Co-host Rachel Campos-Duffy noted that according to new stats, “violent drug cartels are now Mexico’s fifth largest employer” and that the porous border and the “enrichment and empowering” of the cartels risked turning Mexico into a “narco-state,” asking Humire for his opinion on whether this is “where we’re at right now.”

“That’s 100 percent of the direction that Mexico’s going,” he responded. “This is a tremendous concern, we cannot afford for Mexico to become a Venezuela. It’s our neighbor, it’s our trade partner and we share a very long border.

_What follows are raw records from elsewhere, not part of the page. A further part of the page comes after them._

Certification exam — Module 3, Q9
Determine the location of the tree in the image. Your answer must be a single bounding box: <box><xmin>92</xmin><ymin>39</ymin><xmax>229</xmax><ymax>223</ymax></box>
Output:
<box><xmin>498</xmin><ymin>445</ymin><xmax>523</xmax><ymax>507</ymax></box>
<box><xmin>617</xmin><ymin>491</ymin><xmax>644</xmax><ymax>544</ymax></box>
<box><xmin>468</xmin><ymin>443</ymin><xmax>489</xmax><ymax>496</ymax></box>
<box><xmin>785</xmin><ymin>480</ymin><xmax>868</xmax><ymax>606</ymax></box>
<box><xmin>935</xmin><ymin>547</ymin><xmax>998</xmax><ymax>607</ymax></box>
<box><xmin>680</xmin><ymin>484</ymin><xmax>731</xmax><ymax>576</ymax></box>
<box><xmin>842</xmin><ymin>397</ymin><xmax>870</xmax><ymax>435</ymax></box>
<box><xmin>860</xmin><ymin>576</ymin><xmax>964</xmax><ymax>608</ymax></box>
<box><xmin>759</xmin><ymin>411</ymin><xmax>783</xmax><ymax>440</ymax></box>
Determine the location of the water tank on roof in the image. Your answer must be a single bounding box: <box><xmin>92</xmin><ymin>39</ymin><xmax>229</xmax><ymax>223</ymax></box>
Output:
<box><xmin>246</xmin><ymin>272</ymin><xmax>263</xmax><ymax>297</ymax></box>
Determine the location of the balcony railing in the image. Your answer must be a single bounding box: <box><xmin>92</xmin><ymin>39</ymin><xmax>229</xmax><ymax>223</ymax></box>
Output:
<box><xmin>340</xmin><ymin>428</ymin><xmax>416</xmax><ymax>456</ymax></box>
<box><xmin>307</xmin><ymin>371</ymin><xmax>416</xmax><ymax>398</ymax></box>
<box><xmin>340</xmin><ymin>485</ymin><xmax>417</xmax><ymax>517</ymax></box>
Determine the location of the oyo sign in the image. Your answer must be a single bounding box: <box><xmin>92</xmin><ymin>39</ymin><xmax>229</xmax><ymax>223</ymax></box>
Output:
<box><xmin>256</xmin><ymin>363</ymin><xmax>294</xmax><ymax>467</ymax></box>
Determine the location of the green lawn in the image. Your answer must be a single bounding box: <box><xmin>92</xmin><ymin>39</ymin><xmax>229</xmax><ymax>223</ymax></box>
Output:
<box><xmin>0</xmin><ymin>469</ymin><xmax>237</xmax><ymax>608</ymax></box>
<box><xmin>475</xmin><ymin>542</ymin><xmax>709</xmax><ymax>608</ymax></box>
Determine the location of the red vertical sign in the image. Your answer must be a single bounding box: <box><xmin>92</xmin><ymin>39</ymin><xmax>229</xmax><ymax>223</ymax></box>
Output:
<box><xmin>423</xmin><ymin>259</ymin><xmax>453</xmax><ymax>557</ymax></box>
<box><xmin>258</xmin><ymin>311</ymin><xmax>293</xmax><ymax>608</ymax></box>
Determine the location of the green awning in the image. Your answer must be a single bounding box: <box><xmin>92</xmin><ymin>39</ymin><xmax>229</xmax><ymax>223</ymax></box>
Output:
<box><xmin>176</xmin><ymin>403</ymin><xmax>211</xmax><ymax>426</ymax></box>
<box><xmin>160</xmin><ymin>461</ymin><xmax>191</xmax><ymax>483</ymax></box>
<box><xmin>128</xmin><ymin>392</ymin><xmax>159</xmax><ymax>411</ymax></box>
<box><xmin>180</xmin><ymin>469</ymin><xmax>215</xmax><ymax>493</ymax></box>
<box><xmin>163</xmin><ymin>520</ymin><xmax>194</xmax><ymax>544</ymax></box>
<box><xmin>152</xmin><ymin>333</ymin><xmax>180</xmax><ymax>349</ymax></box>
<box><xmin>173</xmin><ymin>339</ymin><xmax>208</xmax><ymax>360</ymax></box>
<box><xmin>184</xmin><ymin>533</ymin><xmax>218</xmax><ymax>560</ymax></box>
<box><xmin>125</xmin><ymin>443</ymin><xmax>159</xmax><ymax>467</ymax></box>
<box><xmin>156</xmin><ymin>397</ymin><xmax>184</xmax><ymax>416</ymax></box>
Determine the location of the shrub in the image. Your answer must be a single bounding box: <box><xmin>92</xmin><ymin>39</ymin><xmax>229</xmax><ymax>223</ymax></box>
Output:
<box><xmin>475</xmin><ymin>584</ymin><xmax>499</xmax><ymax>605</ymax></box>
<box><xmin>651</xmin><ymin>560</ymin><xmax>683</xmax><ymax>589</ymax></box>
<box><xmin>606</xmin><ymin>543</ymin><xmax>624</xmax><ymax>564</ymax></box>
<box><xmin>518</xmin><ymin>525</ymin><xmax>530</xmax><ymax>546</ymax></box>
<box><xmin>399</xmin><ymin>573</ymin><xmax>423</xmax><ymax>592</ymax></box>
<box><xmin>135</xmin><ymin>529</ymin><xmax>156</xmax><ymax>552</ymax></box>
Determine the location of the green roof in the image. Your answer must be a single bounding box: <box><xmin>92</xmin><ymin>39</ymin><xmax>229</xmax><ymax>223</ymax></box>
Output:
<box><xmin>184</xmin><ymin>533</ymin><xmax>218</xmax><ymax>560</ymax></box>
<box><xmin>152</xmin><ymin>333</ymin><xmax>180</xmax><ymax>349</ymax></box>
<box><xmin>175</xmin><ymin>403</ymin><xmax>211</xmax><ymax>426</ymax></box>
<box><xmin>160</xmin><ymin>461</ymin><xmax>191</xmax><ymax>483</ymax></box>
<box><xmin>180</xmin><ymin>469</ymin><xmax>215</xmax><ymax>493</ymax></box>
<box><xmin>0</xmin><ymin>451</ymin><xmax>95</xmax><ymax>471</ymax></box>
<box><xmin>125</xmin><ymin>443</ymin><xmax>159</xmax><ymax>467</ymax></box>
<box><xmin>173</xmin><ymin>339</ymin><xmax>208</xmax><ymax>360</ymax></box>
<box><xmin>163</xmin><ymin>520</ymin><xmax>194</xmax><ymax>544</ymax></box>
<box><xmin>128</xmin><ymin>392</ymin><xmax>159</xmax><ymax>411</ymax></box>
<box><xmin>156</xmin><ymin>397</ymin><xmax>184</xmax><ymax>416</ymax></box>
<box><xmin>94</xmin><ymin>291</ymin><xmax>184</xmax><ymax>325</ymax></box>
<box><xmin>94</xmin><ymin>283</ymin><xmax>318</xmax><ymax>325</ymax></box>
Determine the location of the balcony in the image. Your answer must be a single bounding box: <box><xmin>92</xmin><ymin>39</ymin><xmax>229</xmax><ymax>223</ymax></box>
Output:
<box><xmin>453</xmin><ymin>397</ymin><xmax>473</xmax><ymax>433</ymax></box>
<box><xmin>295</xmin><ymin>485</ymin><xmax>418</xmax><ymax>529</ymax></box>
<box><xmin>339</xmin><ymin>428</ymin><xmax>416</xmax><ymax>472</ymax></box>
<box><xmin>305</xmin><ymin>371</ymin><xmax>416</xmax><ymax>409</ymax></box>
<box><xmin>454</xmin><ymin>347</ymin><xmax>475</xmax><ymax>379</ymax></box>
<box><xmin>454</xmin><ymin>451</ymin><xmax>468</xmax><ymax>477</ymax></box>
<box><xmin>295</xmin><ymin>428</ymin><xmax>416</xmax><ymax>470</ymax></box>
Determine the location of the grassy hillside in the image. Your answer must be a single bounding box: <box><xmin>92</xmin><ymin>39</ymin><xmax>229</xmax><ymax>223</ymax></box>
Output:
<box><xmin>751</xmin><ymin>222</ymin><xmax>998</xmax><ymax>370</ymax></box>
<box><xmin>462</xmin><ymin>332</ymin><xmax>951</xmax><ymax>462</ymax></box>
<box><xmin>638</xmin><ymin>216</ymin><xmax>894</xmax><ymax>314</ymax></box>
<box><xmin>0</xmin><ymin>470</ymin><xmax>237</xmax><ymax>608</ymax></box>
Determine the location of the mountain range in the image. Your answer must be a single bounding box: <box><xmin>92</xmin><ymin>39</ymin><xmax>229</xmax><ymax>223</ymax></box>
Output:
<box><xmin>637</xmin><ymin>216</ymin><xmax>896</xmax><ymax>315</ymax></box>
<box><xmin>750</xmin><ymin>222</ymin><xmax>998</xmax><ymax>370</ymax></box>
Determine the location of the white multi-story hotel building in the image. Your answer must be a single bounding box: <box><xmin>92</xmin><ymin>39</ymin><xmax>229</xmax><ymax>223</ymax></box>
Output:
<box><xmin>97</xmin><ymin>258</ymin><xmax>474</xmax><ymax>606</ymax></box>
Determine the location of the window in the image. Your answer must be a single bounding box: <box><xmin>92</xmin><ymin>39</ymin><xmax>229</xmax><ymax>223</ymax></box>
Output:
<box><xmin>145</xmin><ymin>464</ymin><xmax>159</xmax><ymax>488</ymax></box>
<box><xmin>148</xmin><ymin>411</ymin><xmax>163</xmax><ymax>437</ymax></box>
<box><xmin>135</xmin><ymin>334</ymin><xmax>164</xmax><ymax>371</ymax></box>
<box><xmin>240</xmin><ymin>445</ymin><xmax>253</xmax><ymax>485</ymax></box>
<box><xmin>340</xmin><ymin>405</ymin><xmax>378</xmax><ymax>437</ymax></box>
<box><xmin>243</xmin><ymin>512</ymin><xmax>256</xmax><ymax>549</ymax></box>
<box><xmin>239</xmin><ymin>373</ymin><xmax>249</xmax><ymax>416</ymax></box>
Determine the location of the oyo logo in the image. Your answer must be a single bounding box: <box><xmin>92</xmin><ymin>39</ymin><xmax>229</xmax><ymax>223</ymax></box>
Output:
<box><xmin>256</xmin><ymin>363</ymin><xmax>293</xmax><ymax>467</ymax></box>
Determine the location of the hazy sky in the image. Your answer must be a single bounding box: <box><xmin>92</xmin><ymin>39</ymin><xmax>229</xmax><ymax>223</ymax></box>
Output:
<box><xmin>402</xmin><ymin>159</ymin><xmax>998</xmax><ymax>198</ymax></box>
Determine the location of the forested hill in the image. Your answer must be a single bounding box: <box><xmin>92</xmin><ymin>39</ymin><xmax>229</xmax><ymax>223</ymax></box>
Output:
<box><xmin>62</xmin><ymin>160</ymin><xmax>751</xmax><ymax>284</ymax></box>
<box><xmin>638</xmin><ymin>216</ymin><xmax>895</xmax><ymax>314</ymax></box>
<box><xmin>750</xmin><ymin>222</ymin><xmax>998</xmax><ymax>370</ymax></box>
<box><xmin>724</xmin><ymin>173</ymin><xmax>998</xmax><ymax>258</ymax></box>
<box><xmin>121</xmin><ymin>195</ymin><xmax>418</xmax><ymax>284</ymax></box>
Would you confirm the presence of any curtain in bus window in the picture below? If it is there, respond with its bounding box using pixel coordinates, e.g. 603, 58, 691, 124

And what happens and this is the biggest concern, especially on these border towns is as you know Rachel, like — enterprise doesn’t stop because you stop governing.”

“So basically at any given moment society has two enterprises right?” Humire continued. “A free enterprise that we’re all involved in and an illegal and illicit enterprise, and when the illicit enterprise, the incentives are driven more towards predation than production, the illicit enterprise takes over the free enterprise… one day you’re a truck driver for a multinational, the next day you’re a truck driver for a cartel, and that’s what’s happening on these border towns.”

“The incentives are aligning so that illicit enterprise is dominating the free enterprise,” he explained. “Why is that? Because the Mexican government, the Mexican economy has not been boosted up. It’s been stifled down,” adding that was the problem with the policies of Mexico’s previous president, an avowed socialist whose nationalizing of industries was “pushing more and more of the incentives towards the cartels” who were “taking over these towns.”

“In many towns cartel is the police for that town,” Campos-Duffy added. “They are the security for that town and, obviously, this corrupts politicians as well. Go if I need to operate in this area, I’ve got to coordinate with the cartels. This is a very dangerous situation. They are our closest, most important neighbor, so this is a big task for the Trump administration moving forward.”